About R – Still Pond Cytomics

What is R?

R calls itself a “Statistical Programming Environment”. It is actually a GNU open-source offshoot of the S language which was developed back in the 1970’s at Bell Labs by John Chambers and others. It consists of two big pieces; the language and the environment. The environment provides the underlying infrastructure for data handling and storage, definitions for both simple and complex data structures and operators for conducting calculations, and a well-developed graphical subsystem that supports creation of publication-quality figures. The language is nearly identical to S. Its syntax allows the expression of most programming ideas such as assignment, conditional processing, loops, branches and recursion.

R is supported by a vibrant community. There are about 2 dozen core contributors, and scores more people who have donated code, fixed bugs and provided documentation. There is an annual international meeting (this year it was in Denmark).

Why R?

A key reason that R has emerged as a very powerful platform for developing algorithms for flow cytometry is the idea of the package. Packages are coherent collections of software that address a fairly specific problem. Specifications for writing packages are extremely well defined, and include documentation as a core element. Packages are contributed freely by their authors (generally under a liberal open source license), and peer-reviewed before inclusion in either R or Bioconductor. Thus, their quality is on average considerably higher than much free, open-source software at large (you’ll occasionally come across exceptions to this rule). Packages (like flowCore) enable you to address flow cytometry-specific data analysis, and when you’ve boiled your data down to a set of “features”, you can then proceed to statistical analysis, empirical modeling, visualization etc. using a vast array of other packages developed for those purposes.
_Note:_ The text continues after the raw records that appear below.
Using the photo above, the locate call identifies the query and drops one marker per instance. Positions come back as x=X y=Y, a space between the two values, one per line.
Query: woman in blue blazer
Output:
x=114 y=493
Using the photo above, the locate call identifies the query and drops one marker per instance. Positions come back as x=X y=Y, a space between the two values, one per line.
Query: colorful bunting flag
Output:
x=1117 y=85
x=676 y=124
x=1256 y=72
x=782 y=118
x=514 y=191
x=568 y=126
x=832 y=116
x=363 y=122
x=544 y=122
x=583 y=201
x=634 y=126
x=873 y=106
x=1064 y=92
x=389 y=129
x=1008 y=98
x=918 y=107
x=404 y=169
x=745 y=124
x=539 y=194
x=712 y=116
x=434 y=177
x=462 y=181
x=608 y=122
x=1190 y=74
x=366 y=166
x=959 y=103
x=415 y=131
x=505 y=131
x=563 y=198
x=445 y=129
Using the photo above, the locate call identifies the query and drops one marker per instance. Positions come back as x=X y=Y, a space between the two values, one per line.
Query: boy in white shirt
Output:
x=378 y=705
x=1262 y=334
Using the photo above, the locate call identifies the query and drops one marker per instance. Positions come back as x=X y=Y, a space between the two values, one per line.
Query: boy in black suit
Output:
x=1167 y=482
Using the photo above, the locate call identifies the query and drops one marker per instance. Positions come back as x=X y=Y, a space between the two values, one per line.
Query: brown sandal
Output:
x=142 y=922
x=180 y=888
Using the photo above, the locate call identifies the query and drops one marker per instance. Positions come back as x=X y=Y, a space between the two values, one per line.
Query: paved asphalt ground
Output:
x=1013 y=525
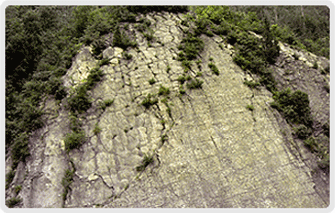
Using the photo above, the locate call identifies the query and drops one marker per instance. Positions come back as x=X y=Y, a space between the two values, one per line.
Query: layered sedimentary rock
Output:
x=208 y=148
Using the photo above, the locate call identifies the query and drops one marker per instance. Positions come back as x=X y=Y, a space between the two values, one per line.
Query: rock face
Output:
x=208 y=149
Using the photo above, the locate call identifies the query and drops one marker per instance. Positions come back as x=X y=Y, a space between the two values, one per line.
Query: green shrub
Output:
x=9 y=178
x=195 y=84
x=191 y=47
x=79 y=102
x=147 y=160
x=67 y=181
x=96 y=129
x=294 y=106
x=251 y=84
x=93 y=78
x=98 y=45
x=104 y=61
x=312 y=144
x=302 y=132
x=152 y=81
x=250 y=107
x=108 y=102
x=127 y=56
x=181 y=90
x=121 y=39
x=148 y=101
x=163 y=91
x=164 y=138
x=181 y=79
x=17 y=189
x=10 y=203
x=74 y=140
x=214 y=69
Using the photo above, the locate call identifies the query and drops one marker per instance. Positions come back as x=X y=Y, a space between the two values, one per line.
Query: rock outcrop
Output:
x=208 y=149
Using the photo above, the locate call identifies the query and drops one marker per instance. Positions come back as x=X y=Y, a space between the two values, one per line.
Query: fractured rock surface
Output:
x=217 y=153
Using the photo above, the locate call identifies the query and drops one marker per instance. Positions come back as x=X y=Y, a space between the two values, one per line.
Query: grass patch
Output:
x=214 y=69
x=152 y=81
x=194 y=84
x=252 y=84
x=250 y=107
x=74 y=140
x=163 y=91
x=149 y=101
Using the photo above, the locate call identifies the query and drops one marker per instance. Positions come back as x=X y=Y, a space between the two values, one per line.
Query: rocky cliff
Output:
x=220 y=144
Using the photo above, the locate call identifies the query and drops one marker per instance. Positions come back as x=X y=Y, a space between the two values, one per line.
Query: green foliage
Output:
x=96 y=129
x=163 y=91
x=148 y=101
x=67 y=181
x=104 y=61
x=164 y=138
x=252 y=84
x=195 y=84
x=152 y=81
x=9 y=178
x=250 y=107
x=10 y=203
x=294 y=106
x=74 y=140
x=182 y=90
x=214 y=69
x=302 y=131
x=108 y=102
x=17 y=189
x=191 y=47
x=127 y=56
x=79 y=102
x=121 y=39
x=147 y=160
x=181 y=79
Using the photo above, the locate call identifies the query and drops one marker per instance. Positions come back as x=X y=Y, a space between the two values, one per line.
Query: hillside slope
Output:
x=218 y=144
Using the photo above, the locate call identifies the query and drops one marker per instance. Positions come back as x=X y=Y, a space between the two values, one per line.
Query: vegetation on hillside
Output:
x=41 y=42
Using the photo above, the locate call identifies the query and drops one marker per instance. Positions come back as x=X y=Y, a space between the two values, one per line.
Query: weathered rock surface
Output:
x=218 y=153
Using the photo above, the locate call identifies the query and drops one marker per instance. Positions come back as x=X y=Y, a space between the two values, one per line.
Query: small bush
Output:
x=181 y=90
x=96 y=129
x=67 y=181
x=147 y=160
x=181 y=79
x=164 y=138
x=168 y=69
x=127 y=56
x=108 y=102
x=13 y=202
x=163 y=91
x=9 y=178
x=250 y=107
x=104 y=61
x=17 y=189
x=74 y=140
x=152 y=81
x=251 y=84
x=195 y=84
x=214 y=69
x=294 y=106
x=302 y=132
x=148 y=101
x=312 y=144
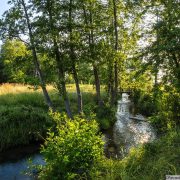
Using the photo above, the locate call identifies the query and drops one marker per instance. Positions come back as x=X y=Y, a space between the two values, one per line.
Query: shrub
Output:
x=72 y=150
x=21 y=125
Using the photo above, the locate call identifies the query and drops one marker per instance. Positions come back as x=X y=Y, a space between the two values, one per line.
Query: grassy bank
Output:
x=148 y=162
x=24 y=114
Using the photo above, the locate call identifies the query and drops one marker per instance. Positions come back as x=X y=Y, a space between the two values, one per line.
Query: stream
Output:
x=128 y=131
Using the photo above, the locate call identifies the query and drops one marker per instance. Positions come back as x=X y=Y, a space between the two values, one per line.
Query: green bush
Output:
x=72 y=150
x=150 y=161
x=21 y=125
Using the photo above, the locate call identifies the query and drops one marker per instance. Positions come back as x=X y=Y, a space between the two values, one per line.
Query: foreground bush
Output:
x=148 y=162
x=21 y=125
x=72 y=150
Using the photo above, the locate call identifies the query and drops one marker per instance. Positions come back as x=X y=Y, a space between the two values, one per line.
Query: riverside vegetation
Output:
x=89 y=52
x=24 y=119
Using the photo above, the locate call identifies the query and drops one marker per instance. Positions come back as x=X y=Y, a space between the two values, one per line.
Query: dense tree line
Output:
x=91 y=41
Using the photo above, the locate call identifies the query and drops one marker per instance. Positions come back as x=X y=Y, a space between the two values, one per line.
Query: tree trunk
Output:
x=116 y=49
x=61 y=85
x=35 y=59
x=73 y=59
x=95 y=68
x=79 y=96
x=97 y=84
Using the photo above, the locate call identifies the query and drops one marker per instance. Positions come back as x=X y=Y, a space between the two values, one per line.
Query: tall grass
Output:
x=23 y=111
x=149 y=162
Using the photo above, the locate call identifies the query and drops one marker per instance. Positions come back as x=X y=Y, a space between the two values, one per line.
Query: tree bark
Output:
x=35 y=59
x=73 y=59
x=61 y=85
x=116 y=49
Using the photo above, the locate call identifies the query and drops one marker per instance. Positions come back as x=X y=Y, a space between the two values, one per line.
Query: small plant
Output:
x=73 y=149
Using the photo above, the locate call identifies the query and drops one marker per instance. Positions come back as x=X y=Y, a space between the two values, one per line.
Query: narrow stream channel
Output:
x=128 y=131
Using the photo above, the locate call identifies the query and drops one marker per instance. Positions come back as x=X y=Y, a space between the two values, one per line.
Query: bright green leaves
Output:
x=74 y=148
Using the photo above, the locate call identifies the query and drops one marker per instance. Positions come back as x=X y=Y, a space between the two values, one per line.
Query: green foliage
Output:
x=144 y=102
x=167 y=117
x=148 y=162
x=21 y=125
x=105 y=116
x=73 y=150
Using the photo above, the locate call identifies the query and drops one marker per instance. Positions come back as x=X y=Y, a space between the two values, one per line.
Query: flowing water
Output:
x=14 y=163
x=128 y=131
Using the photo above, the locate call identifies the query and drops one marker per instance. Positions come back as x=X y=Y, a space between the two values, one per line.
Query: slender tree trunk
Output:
x=97 y=84
x=79 y=99
x=73 y=59
x=61 y=85
x=116 y=49
x=95 y=68
x=35 y=59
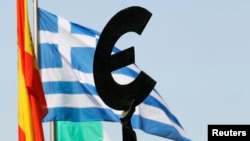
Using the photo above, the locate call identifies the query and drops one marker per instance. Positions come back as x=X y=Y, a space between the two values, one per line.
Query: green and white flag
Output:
x=80 y=131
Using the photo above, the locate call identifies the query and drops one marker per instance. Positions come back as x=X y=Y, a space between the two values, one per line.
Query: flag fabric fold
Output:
x=31 y=100
x=66 y=52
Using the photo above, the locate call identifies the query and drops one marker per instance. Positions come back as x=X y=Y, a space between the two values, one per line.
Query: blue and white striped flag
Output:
x=66 y=52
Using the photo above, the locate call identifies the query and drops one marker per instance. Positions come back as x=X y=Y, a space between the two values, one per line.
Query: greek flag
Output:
x=65 y=54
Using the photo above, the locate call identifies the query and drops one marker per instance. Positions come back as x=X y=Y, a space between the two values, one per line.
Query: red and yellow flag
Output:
x=31 y=101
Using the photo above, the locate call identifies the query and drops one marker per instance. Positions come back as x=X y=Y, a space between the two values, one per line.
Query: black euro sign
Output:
x=115 y=95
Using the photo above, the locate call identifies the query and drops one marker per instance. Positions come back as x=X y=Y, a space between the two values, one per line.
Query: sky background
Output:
x=197 y=51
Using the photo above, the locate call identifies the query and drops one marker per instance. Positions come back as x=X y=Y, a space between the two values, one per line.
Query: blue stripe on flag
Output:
x=70 y=87
x=82 y=59
x=75 y=28
x=44 y=25
x=50 y=57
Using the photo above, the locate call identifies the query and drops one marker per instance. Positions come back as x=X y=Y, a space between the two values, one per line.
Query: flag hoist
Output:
x=31 y=102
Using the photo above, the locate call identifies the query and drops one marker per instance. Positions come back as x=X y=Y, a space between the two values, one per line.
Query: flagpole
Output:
x=35 y=24
x=36 y=36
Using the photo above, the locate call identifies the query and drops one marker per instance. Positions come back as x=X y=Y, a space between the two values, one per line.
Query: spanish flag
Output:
x=31 y=101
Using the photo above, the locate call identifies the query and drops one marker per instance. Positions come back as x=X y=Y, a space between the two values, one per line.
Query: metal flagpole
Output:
x=36 y=36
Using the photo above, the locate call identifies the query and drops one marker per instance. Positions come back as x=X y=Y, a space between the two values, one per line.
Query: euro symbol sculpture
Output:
x=127 y=96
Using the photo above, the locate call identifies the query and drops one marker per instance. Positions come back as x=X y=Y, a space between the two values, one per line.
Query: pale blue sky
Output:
x=197 y=51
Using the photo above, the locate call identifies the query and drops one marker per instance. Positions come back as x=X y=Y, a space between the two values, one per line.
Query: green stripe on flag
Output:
x=79 y=131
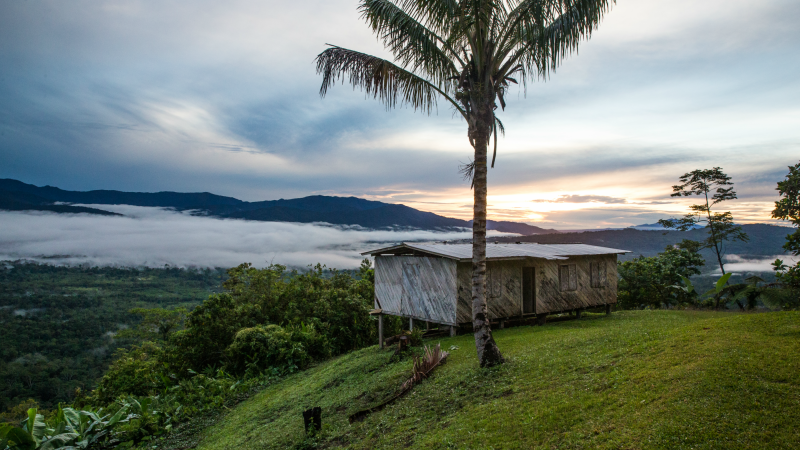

Source code for packages is generally distributed as part of the package. If necessary, this allows you to determine, with no ambiguity, what the code is actually doing.

What isn’t R?

R is not a point-and-click application. For that matter, neither is Git, nor any of the tools that we are using. So the entry barrier to R is higher than for lots of software used for flow cytometry data analysis (like FCSExpress, FlowJo, Kaluza, and so forth). R is not intuitive. Fortunately we have RStudio, which is an Integrated Development Environment (IDE) for R. Rstudio makes the process of writing and running R code a whole lot easier than it used to be. It does syntax highlighting to make it easy to read code. It does autocomplete and in-line completion suggestion. It presents documentation in a nicely formatted way, with search facilities to help you find the documentation you’re looking for. Thus, although it takes a bit of effort to climb R’s learning curve, R provides nearly unlimited flexibility, because if the methods you need aren’t yet available you can write them yourself (that’s what you’re here to learn). It also allows you to process large data collections automatically, run on large compute servers, transact with relational databases, and generate graphics the way you want them and not the way someone else has decided to provide.